Angie Dickinson with Ron Moody in Dial ‘M’ for Murder.

Onscreen adultery rarely looked more glamorous than when it was being committed by Angie Dickinson, who followed her turn as one of the more significant straying spouses in the history of cinema—in Brian De Palma’s 1980 classic, Dressed to Kill—with a TV remake of another notable tale of extramarital betrayal, Dial ‘M’ for Murder.
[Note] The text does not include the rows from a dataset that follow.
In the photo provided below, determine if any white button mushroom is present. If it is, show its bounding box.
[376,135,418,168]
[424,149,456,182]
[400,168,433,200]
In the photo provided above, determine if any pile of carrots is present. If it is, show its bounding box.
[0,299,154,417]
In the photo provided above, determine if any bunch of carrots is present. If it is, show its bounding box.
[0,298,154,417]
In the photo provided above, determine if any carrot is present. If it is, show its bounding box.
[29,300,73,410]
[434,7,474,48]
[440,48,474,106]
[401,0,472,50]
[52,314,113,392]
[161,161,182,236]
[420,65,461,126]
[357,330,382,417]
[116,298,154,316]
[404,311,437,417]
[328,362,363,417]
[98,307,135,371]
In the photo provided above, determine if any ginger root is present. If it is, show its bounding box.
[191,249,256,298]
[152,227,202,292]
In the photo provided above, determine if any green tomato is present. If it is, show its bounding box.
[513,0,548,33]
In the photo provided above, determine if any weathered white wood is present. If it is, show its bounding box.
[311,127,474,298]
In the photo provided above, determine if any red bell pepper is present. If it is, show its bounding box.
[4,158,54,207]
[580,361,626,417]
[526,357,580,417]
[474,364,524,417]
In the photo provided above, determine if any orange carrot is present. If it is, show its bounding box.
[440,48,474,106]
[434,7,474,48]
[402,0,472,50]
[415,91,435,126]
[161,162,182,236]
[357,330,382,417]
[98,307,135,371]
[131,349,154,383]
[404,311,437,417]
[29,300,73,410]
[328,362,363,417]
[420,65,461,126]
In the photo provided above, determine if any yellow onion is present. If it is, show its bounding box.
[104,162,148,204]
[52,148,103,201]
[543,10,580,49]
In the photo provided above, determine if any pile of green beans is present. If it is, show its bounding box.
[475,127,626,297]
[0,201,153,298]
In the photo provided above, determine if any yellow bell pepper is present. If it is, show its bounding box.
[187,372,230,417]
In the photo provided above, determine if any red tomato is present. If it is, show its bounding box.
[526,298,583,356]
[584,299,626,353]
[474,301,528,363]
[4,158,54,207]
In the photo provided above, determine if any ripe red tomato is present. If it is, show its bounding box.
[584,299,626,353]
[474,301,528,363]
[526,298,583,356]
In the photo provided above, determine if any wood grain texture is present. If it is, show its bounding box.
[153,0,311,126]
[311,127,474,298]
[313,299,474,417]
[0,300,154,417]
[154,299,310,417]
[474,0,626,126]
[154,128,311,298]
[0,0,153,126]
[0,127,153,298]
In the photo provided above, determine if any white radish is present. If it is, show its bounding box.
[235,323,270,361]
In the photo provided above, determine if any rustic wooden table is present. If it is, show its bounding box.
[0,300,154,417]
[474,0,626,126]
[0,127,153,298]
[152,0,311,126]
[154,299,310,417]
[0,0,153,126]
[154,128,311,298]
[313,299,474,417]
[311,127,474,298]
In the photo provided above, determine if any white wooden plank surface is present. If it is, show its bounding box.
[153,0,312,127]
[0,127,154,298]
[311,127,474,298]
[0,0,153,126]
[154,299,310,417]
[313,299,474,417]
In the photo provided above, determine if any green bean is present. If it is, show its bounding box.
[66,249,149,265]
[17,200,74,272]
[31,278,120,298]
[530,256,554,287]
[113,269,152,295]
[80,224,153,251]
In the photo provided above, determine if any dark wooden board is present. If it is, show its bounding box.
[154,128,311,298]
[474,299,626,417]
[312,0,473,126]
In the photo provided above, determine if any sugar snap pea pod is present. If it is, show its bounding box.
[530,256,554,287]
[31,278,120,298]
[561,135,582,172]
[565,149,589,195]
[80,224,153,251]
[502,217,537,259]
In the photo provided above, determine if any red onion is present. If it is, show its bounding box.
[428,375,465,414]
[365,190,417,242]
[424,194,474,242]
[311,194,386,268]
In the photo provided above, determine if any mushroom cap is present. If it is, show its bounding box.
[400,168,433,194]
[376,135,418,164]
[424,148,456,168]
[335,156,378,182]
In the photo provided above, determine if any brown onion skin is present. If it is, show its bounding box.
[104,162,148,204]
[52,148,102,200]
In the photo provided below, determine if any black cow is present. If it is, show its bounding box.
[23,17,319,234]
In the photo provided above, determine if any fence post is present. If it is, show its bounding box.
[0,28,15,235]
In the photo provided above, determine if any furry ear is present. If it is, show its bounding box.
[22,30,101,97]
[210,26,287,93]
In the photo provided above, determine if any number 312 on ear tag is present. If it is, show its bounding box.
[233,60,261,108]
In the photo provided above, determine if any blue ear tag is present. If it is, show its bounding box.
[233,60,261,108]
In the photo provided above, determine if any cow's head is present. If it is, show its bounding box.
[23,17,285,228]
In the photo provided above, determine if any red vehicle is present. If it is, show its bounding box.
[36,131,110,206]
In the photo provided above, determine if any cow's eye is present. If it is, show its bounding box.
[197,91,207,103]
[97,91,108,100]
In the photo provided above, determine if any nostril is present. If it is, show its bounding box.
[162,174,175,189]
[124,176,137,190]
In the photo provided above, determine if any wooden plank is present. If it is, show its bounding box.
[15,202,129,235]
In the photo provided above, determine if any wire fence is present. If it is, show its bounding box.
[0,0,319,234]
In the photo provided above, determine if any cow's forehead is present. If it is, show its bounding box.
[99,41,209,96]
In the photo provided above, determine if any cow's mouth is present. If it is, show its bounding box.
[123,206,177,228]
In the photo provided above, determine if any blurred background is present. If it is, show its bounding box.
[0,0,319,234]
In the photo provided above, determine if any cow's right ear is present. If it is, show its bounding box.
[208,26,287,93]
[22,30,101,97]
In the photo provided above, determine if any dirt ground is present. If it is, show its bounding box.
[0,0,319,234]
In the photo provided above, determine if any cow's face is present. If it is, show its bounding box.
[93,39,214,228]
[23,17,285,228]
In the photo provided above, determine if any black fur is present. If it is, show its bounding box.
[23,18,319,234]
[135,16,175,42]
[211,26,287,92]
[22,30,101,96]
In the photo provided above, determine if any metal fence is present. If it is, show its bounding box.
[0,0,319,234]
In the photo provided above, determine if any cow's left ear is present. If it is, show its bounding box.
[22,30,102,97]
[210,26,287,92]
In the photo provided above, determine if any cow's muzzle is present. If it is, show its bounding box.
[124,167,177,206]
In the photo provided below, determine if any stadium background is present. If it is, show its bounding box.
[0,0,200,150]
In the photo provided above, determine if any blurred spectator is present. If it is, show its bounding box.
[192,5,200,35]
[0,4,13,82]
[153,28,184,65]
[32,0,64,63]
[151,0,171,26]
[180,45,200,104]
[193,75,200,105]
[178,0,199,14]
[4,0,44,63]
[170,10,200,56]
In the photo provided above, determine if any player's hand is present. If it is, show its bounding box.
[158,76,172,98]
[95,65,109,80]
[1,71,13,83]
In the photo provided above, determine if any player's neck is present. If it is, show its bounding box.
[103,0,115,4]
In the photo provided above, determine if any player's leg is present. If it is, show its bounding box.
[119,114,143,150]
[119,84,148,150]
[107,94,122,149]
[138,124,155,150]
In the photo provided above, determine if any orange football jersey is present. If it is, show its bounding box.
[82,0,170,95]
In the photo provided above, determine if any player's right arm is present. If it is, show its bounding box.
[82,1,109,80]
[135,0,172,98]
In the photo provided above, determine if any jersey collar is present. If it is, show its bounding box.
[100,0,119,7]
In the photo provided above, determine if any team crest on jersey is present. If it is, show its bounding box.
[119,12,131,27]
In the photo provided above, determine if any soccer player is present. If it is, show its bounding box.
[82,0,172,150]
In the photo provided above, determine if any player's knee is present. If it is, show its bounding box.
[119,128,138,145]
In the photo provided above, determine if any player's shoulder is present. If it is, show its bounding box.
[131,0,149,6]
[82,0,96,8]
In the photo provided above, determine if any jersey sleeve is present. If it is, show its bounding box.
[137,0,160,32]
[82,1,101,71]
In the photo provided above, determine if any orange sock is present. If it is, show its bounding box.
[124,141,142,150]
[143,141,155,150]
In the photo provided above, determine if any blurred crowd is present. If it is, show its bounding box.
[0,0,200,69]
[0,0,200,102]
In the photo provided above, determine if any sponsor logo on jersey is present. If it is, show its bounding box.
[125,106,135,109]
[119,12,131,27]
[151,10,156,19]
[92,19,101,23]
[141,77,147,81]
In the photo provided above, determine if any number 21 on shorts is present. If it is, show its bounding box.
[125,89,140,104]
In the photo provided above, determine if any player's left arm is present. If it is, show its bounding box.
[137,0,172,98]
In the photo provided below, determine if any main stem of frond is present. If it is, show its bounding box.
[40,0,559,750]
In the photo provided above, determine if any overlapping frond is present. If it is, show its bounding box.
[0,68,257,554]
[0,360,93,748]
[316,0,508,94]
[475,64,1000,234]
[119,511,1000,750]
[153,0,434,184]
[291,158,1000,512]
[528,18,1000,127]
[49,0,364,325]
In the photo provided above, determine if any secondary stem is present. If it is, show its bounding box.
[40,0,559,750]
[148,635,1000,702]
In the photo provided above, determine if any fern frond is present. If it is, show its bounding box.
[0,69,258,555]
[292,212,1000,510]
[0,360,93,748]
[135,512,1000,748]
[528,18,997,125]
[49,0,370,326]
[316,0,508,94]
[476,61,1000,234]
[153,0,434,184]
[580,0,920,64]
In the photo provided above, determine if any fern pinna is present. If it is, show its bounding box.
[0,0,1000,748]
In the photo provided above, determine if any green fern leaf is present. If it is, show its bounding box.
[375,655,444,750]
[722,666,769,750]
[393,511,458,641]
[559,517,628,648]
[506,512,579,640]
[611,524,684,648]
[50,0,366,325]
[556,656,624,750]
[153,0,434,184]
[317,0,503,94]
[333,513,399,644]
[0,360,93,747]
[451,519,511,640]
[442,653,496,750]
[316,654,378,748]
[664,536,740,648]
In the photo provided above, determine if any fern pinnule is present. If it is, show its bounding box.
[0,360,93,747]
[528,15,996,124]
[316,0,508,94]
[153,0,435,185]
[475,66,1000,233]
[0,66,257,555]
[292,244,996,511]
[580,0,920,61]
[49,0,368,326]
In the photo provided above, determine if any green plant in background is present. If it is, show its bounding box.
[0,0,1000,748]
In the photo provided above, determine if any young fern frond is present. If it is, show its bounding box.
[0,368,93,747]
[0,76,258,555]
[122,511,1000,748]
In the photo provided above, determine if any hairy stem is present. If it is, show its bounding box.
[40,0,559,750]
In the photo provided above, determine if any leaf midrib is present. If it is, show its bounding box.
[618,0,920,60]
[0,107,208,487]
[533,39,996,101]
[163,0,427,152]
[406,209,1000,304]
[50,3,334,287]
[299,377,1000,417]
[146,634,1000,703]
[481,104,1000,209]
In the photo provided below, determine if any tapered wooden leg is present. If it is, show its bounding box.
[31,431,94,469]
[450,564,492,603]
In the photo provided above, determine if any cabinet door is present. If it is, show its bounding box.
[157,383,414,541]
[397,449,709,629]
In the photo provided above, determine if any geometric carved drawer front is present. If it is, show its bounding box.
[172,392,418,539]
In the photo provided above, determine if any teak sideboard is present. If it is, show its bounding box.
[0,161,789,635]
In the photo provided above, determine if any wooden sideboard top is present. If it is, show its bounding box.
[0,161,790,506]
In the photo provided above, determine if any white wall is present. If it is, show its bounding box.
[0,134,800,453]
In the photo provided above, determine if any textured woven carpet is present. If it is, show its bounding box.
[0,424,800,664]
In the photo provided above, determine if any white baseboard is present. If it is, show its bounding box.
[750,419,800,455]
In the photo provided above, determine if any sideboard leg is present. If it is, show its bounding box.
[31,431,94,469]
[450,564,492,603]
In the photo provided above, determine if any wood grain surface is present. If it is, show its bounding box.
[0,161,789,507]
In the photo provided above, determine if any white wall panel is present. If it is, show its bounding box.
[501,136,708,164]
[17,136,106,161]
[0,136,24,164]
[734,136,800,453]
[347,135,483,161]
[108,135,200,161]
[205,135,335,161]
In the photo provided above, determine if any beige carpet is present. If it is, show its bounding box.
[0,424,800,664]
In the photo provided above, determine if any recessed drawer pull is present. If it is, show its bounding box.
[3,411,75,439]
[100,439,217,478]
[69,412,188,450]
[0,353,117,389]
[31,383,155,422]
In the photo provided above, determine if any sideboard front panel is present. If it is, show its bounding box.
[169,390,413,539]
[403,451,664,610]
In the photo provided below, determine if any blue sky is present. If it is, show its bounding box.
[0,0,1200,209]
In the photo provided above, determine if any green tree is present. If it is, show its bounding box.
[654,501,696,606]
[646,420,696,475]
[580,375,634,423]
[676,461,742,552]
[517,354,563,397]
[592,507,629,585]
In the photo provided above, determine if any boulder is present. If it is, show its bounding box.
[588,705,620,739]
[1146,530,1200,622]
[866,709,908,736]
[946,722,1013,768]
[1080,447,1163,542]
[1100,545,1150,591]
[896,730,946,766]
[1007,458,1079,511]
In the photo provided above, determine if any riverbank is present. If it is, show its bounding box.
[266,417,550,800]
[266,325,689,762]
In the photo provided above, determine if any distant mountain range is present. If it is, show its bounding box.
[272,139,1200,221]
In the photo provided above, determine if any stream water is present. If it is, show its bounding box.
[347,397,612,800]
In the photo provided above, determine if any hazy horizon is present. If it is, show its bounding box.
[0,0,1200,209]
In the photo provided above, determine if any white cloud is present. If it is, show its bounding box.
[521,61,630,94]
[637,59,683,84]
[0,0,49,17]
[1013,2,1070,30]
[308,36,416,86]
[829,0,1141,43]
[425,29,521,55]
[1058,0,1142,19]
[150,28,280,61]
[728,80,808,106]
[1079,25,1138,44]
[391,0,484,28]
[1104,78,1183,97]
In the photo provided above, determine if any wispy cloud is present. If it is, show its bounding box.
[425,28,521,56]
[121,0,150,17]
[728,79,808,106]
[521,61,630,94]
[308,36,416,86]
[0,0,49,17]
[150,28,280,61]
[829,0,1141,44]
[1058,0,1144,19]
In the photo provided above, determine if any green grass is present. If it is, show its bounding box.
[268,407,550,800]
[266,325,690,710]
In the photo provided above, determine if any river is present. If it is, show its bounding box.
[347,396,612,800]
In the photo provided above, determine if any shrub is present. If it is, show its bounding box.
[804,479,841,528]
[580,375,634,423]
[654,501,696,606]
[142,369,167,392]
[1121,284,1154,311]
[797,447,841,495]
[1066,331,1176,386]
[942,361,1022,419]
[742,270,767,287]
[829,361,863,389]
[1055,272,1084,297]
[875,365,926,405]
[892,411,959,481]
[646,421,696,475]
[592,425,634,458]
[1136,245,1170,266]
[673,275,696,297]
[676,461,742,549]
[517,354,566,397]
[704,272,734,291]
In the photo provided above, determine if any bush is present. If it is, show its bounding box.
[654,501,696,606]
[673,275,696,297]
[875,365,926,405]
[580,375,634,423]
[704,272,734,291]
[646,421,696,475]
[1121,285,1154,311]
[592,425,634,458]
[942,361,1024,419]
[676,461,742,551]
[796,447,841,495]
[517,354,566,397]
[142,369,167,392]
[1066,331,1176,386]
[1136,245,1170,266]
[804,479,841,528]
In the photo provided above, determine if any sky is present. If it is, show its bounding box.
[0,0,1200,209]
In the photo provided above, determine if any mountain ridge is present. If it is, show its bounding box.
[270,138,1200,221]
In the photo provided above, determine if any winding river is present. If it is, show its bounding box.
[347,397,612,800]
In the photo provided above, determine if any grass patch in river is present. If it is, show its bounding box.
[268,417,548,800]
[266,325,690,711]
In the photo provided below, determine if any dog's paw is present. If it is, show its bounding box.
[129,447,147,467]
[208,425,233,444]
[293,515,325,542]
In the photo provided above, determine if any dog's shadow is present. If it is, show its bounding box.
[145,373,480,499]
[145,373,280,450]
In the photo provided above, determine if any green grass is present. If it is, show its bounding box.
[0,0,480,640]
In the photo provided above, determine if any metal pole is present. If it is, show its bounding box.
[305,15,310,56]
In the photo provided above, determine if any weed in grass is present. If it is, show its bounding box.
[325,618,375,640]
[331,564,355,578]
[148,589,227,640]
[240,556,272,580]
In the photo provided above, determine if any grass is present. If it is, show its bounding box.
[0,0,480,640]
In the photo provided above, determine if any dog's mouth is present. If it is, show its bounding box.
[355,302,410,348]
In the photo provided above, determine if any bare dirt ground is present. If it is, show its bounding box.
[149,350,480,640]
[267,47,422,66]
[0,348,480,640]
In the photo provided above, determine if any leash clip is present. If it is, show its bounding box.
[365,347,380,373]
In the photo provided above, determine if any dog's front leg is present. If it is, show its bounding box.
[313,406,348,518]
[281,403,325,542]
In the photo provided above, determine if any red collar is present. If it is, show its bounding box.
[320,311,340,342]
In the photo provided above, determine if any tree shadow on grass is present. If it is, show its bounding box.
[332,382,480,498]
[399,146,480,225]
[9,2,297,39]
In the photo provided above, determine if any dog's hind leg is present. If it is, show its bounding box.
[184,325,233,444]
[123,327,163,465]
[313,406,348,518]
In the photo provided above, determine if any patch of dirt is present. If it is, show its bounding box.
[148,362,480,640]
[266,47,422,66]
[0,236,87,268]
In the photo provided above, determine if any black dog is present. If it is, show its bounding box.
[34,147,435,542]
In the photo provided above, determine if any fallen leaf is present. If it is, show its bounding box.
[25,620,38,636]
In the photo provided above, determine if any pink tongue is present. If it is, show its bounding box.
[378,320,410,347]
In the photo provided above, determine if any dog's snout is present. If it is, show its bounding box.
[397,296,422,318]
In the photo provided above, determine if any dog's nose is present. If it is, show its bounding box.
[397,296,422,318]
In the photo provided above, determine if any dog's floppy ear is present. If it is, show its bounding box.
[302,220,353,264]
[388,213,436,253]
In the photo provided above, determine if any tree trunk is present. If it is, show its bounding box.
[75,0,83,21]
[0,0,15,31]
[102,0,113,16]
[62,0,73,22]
In an intriguing departure from other adaptations of Frederick Knott’s stage play, Dickinson was 50 years old when she tackled the role of Margot Wendice—twice as old as Grace Kelly, who played Margot in Alfred Hitchcock’s Dial ‘M’ for Murder (1954).

That Dickinson’s Margot and Christopher Plummer’s Tony Wendice are an age-appropriate pairing subtly reconfigures their power dynamic. Grace Kelly’s youthfulness, contrasted with the Ray Milland’s cool, mature composure as a retired tennis player, enhanced her character’s vulnerability. In Andrew Davis’ A Perfect Murder, a 1998 remake, Gwyneth Paltrow would’ve been more believable as the daughter, not wife, of an embattled Michael Douglas. Dickinson, who held her own in westerns, exploitation flicks, police fare, and opposite the Rat Pack, was no ingénue by 1981, raising the domestic stakes.